- Born: 1933 Blackpool, Cork, Ireland
- Died: 26 January 2018 (age 84)
- Genres: Irish folk, showband
- Occupation: Singer
- Instrument: Vocals
- Years active: 1964–1970s
- Labels: Ruby
- Formerly of: The Airchords

= Pat Lynch (singer) =

Irish showband musician and singer (died 2018)

Pat Lynch (1933 – 26 January 2018) was an Irish singer and entertainer of the showband genre born in Cork.

==Early life==
Lynch was born into a musical family in Blackpool, Cork. He was singing in the Palm Court Ballroom, Oliver Plunkett Street when he was just six years old. He qualified as a welder.

==Career==
Pat Lynch's brother Steve was a member of The Dixies, a successful showband in the 1960s. Pat got his break in 1964 when he was recruited into The Clipper Carlton showband. In 1965 he became the lead singer of the Airchords, a band founded by Irish Air Corps members.
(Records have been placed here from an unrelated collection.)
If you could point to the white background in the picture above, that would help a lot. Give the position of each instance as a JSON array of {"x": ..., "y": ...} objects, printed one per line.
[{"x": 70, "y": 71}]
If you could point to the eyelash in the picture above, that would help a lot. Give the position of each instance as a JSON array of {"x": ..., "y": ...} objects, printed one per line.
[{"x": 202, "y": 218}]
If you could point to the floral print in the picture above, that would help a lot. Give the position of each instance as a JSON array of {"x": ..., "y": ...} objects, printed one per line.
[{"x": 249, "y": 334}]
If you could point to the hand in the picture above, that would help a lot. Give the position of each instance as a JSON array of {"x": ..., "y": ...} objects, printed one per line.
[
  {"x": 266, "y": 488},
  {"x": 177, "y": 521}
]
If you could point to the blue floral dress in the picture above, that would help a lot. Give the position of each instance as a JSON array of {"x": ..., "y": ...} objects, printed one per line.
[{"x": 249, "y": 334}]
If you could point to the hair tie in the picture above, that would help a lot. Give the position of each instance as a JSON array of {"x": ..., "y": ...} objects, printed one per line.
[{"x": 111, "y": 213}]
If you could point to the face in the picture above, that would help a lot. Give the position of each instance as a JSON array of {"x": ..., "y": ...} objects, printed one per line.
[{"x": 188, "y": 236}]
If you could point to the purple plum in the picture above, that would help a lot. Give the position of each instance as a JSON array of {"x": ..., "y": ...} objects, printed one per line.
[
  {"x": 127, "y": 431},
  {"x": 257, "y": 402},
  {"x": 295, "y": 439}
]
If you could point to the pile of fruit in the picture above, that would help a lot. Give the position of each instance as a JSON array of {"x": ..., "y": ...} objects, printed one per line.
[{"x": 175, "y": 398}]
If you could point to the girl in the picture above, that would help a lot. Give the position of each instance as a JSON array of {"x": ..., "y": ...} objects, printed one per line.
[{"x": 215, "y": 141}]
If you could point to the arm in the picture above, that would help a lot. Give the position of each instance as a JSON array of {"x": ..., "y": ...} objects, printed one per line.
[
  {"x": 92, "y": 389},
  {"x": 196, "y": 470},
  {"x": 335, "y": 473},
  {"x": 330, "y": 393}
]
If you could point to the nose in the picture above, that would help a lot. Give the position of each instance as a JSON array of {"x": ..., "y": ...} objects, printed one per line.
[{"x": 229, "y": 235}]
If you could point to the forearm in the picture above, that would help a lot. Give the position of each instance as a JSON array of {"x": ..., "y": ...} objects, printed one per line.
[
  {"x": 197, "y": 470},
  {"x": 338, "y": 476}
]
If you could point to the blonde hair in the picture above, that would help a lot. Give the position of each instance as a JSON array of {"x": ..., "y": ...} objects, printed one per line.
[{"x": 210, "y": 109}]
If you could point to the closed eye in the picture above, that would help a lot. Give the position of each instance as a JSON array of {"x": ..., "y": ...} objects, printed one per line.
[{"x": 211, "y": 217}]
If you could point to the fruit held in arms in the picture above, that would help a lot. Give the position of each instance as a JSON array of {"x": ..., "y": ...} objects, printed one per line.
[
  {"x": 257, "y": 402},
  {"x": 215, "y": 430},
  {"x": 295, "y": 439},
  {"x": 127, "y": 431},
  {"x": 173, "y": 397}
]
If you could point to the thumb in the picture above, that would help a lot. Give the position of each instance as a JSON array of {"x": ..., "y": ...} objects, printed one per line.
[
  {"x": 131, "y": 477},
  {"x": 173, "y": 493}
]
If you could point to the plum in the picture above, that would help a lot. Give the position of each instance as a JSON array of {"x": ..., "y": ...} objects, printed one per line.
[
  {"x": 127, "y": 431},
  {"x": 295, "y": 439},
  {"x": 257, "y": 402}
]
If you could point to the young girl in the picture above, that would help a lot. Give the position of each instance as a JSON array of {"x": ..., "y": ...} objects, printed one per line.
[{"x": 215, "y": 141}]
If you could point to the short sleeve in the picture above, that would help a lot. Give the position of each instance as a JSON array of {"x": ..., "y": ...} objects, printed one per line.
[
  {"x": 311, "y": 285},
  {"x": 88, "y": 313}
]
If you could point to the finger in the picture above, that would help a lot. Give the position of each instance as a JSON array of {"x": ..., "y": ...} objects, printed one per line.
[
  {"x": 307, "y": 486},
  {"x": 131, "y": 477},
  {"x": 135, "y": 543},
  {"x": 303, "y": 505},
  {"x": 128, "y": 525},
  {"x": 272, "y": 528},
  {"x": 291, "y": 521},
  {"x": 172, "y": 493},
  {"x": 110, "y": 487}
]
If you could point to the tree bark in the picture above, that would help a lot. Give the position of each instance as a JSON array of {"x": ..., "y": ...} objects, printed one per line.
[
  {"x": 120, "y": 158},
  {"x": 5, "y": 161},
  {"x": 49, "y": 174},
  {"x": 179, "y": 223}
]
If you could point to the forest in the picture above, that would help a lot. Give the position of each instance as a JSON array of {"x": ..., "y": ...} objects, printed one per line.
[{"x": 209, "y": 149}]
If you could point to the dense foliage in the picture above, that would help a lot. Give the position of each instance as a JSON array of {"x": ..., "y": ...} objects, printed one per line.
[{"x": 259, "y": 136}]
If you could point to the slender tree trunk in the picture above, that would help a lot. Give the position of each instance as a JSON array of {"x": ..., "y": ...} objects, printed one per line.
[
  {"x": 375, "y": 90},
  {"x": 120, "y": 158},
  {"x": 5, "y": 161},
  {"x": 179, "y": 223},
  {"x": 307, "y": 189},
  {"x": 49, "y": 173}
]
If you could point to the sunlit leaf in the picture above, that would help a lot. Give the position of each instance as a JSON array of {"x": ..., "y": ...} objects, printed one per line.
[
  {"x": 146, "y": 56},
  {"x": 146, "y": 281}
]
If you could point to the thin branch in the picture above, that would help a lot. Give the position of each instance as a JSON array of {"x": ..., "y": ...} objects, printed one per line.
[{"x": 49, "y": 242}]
They had their first number one on the Irish Singles Chart in 1967–68 with "Treat Me Daughter Kindly." In 1971 Lynch left the Airchords had a solo number one with "When We Were Young," which became the team anthem of Cork Hibernians F.C. In 1972–73 Lynch toured with Derek Davis, who played "Mean Tom", a parody of Big Tom; Pat Lynch, Mean Tom and the Treetops performed until September 1973.

== Later life ==
Lynch returned to welding, teaching it at the Cork Regional Technical College. He died in 2018.